Once you have your qualifications you can apply for jobs. It is up to you whether you choose to work in a gym or as a self-employed personal trainer. You could potentially earn more working alone, however you will get benefits such as holiday pay and job security if you decide to work for a company.
How to develop your Personal Trainer career
If you want to take your career to the next step, why not think about setting up your own business and running a fitness club of your own. This could include fitness classes as well as one to one sessions. It will take a lot of hard work but it will be worth it when your hard work pays off. Qualified personal trainers can go on to work in a number of professions following a career helping people achieve their fitness goals.
A good next step could include training as a nutritionist, a sports masseuse or even going down the route of becoming a personal trainer to the stars- here are a few options that you could look into:
Physiotherapist – You can retrain as a physiotherapist by gaining a degree.
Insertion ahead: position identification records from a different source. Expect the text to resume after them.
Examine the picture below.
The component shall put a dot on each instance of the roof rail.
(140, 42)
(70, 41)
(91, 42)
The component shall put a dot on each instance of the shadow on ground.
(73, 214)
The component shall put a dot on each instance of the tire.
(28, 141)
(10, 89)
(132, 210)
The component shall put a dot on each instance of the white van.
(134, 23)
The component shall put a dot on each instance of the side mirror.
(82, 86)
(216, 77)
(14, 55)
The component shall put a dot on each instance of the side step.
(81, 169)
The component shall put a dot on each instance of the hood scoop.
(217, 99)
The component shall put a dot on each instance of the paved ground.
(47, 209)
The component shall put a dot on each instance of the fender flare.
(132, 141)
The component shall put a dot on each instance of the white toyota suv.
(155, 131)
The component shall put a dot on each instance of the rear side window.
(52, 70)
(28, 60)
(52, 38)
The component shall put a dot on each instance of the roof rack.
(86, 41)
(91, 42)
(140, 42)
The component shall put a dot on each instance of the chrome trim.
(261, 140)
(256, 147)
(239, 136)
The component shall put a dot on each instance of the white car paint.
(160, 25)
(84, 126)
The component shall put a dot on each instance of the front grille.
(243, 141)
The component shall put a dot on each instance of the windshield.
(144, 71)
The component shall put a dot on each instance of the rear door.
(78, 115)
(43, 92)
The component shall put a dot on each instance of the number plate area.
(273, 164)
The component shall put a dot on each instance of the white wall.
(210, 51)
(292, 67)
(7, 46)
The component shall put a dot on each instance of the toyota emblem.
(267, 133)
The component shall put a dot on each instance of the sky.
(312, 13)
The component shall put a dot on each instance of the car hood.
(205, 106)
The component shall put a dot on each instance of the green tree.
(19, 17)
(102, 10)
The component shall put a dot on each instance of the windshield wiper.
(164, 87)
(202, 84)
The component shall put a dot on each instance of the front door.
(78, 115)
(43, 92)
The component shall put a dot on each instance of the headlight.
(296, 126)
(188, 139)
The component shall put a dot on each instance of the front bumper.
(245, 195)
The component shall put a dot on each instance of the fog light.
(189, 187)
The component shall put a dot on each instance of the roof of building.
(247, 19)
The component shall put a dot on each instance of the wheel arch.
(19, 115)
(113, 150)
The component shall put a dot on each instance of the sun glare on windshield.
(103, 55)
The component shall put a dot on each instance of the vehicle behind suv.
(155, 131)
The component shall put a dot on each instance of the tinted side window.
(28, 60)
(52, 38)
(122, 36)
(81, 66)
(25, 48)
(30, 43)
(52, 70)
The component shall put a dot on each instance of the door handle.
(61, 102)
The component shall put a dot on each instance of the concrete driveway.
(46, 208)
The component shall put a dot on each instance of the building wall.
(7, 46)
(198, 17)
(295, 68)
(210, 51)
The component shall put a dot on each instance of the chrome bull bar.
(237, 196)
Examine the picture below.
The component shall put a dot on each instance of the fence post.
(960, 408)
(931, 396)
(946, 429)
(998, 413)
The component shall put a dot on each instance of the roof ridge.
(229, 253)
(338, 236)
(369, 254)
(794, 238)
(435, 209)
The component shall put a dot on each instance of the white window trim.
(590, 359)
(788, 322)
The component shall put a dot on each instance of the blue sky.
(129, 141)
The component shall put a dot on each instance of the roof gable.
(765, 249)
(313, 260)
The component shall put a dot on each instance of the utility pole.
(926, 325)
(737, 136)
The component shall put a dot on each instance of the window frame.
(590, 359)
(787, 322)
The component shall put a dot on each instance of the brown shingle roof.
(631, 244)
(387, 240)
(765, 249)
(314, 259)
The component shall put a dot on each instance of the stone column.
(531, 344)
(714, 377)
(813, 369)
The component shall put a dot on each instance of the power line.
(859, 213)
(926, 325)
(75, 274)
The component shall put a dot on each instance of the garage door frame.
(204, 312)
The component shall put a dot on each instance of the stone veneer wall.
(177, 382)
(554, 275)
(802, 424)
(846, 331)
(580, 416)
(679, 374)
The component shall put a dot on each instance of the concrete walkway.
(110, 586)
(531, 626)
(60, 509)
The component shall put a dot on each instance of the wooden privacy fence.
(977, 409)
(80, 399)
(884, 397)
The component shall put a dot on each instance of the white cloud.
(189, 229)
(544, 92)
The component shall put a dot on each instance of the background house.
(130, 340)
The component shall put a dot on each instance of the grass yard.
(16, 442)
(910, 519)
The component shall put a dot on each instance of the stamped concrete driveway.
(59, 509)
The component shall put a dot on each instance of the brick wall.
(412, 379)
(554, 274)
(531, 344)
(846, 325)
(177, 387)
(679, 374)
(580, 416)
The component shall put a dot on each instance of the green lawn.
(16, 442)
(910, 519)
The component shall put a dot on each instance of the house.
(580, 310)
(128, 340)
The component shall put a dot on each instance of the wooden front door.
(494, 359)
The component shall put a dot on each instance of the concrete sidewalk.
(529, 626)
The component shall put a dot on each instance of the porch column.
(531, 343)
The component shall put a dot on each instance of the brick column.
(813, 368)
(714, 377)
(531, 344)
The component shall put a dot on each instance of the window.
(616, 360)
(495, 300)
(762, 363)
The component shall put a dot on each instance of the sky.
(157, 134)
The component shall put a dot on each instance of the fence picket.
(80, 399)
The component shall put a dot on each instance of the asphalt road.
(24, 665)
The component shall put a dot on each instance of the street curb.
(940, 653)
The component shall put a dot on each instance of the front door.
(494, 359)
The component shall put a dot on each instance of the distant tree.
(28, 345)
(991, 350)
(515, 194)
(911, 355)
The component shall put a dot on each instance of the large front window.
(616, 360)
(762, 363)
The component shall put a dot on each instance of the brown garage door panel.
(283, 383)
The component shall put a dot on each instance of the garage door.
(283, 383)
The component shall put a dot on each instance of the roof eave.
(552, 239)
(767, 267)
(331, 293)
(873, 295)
You will already have the basic anatomy knowledge but you will need the right qualifications to get a job. This will take you an extra 3 years.
Health Trainer – You can use your knowledge of health and fitness to become a health trainer. This job involves providing information to improve clients’ general health and well being – including giving people advice on exercise (you will be an expert at this aspect). You may want to have further training on a subject such as health or nutrition.
Fitness Instructor – If you’d rather work with clients in a group dynamic rather than one to one, then you can become a fitness instructor. This job is very similar to a personal trainer, with more group classes and less one to one’s.
So there you have it; everything you need to set out on the road to a new personal trainer career!
You can find some of the best Personal Trainer roles with brands such as Fitness First, Everyone Active, PureGym and many more.